Como colectivo, como nación, como ciudadanos vivimos una
incertidumbre que se hace insoportable. Es el efecto de una crisis general que
ha llegado a límites intolerables, nada funciona, todos nuestros más
elementales quehaceres se han tornado hostiles, difíciles, imposibles. Vivimos
amenazados y estamos obligados a
presenciar hechos monstruosos cada día más espeluznantes. Sumergidos en el
horror permanecemos inertes sin ver, sin presentir una verdadera lucha
organizada, estructurada para salir de esta tragedia. Los intentos, loables
pero no suficientes, se muestran fríos, distantes, silentes. Se siente en el
ambiente una angustia insoportable, puede escucharse, palparse. El aire se ha
vuelto pesado, el caminar lento, todo parece ensombrecido, los deseos se
encuentran mermados, las esperanzas se diluyen y se oye cada vez con mayor
frecuencia: estamos perdidos y no hay nada que hacer. La sensación de haber
caído en manos muy perversas y estar allí sometidos sin posibilidades de
movimiento, secuestrados. Estamos como sociedad, deprimidos y con pocas
herramientas internas para darle un empujón nuevamente a nuestras fuerzas
vitales.
El malestar en la cultura de Freud puede ser apreciado en su
máxima intensidad, no hay espacios de deleite que nos permitan alimentarnos
culturalmente y los pocos que aún se mantienen gracias a la labor empecinada de
unos pocos ciudadanos ejemplares, son disfrutados a medias porque pende sobre
nuestras cabezas las amenazas de la violencia y el horror. Estamos sometidos
por las prohibiciones que ahora ejercen con una autoridad gozosa cualquier
empleado de un establecimiento. “No puede” es el imperativo más comúnmente utilizado;
no camine por ahí, no toque, no puede llevar tres, no puede pagar por aquí, no
puede, no puede. Ahora también el no puedes hablar o no puedes decir eso; cállate
te pueden estar oyendo. Las prohibiciones en contraposición al empuje natural
de un goce vital dan como resultados monstruosidades como las que estamos observando.
Ortega y Gasset decía que el hombre nada en el mar sin fondo de la existencia y
que para encubrir la falta de rumbo, el desconocimiento del rumbo, lo hace
vigorosamente, intentando autoengañarse y convertir la radical y fundamental
inseguridad en seguridad y firmeza pero que para mantenerse a flote es
necesario crear algún valor, alguna creencia, alguna ilusión.
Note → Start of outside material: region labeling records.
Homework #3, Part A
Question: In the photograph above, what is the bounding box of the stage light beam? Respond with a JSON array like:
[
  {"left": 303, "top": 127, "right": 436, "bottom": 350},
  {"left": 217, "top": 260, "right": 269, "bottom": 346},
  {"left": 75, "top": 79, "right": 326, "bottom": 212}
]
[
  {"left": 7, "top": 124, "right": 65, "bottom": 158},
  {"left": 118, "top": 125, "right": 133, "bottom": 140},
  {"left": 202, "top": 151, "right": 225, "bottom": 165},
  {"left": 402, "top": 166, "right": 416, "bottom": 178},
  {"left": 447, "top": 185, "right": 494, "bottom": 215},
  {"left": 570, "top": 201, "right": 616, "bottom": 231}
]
Cada vez más despojados de ilusiones y de los seres queridos
que se nos van, quedamos inertes, desamparados, solos y buscando nuestras salidas
particulares para no terminar de enloquecer. Una de estas salidas que se están
viendo cada vez más generalizadas y, la que sin duda es la más primitiva, es la
agresividad. Basta darse un paseíto por las redes sociales para presenciar las
más lastimosas expresiones soeces y destructivas proferidas sin ninguna
vergüenza o arrepentimiento. Sorprende lo salvaje, la falta de educación más
elemental de personas que por su lugar social y conocimientos creíamos con un
grado de cultura y convivencia civilizada. Aflora sin freno lo más oscuro y
pervertido sin límites. Nuestra rabia por haber sido despojados de una vida
digna, la vertemos sin control sobre cualquiera que se nos atraviese en el
camino. Ya Freud nos advirtió que el ser humano por naturaleza viene dotado con
fuerzas pulsionales destructivas que debe controlar para poder convivir en
sociedad; pues bien esas turbulencias mortales andan sueltas y se dejan aflorar
sin la más mínima contemplación. Un goce sádico se apoderó de nuestra sociedad
y está modelando conductas cada vez más generalizadas. El narcisismo haciendo
de las suyas.
También es cierto el deseo desesperado por un cambio,
queremos vivir de otra manera, donde predomine la solidaridad, el apoyo mutuo,
el respeto. Los valores y derechos fundamentales para una convivencia en paz,
¿pero qué hacemos? esperamos y esperando ya se nos fueron dieciséis valiosos
años. El país destruido y destruida su población queremos llegar, callados y
obedientes a una fecha que se nos ha vendido como salvadora. Llegaremos y
votaremos, sin duda, pero lejos estamos de una verdadera libertad si creemos en
esta única posibilidad. Tenemos que activarnos, emocionarnos, drenar nuestra
frustración con acciones creativas, diferentes, inyectar esperanzas no
adormecidas. Aunque nada nos garantiza un éxito (porque así es la vida
incierta), por lo menos saldremos de la modorra enfermiza que nos ha arropado. La
incertidumbre vivida solo con el horror está matando nuestra alma, aplastando
nuestras ganas y socavando posibilidades. Hemos querido ser cerebrales,
calculadores y fríos en momentos en que la pasión se está desbordando descontroladamente
y de forma peligrosa a través del hampa y la criminalidad que son realmente
quienes mandan.
Mucho se ha hablado de la política como un arte: saber
escuchar, plantear estrategias, actuar con sagacidad y apreciar el tempo con
tino. No podemos entonces encasillarnos en dogmas como criticamos, con razón,
al adversario. Corremos el peligro de fabricar otro delirio colectivo, que
extrañe la realidad. Sí, estamos divididos en dos grandes grupos: los
ciudadanos acorralados, vejados, humillados, sometidos; y el grupo de
aprovechadores, corruptos, enchufados, cínicos y abusadores. Esa es la
verdadera división y no se sabe cuál grupo es el más grande. Es muy humano
buscar remedios que alivien el gran malestar vital que nos agobia, pero es
bueno recordar que no podemos extrañar la realidad y encasillarnos en un nuevo
delirio. Votar es necesario pero no suficiente, es necesario, también, mantener
vivo el entusiasmo.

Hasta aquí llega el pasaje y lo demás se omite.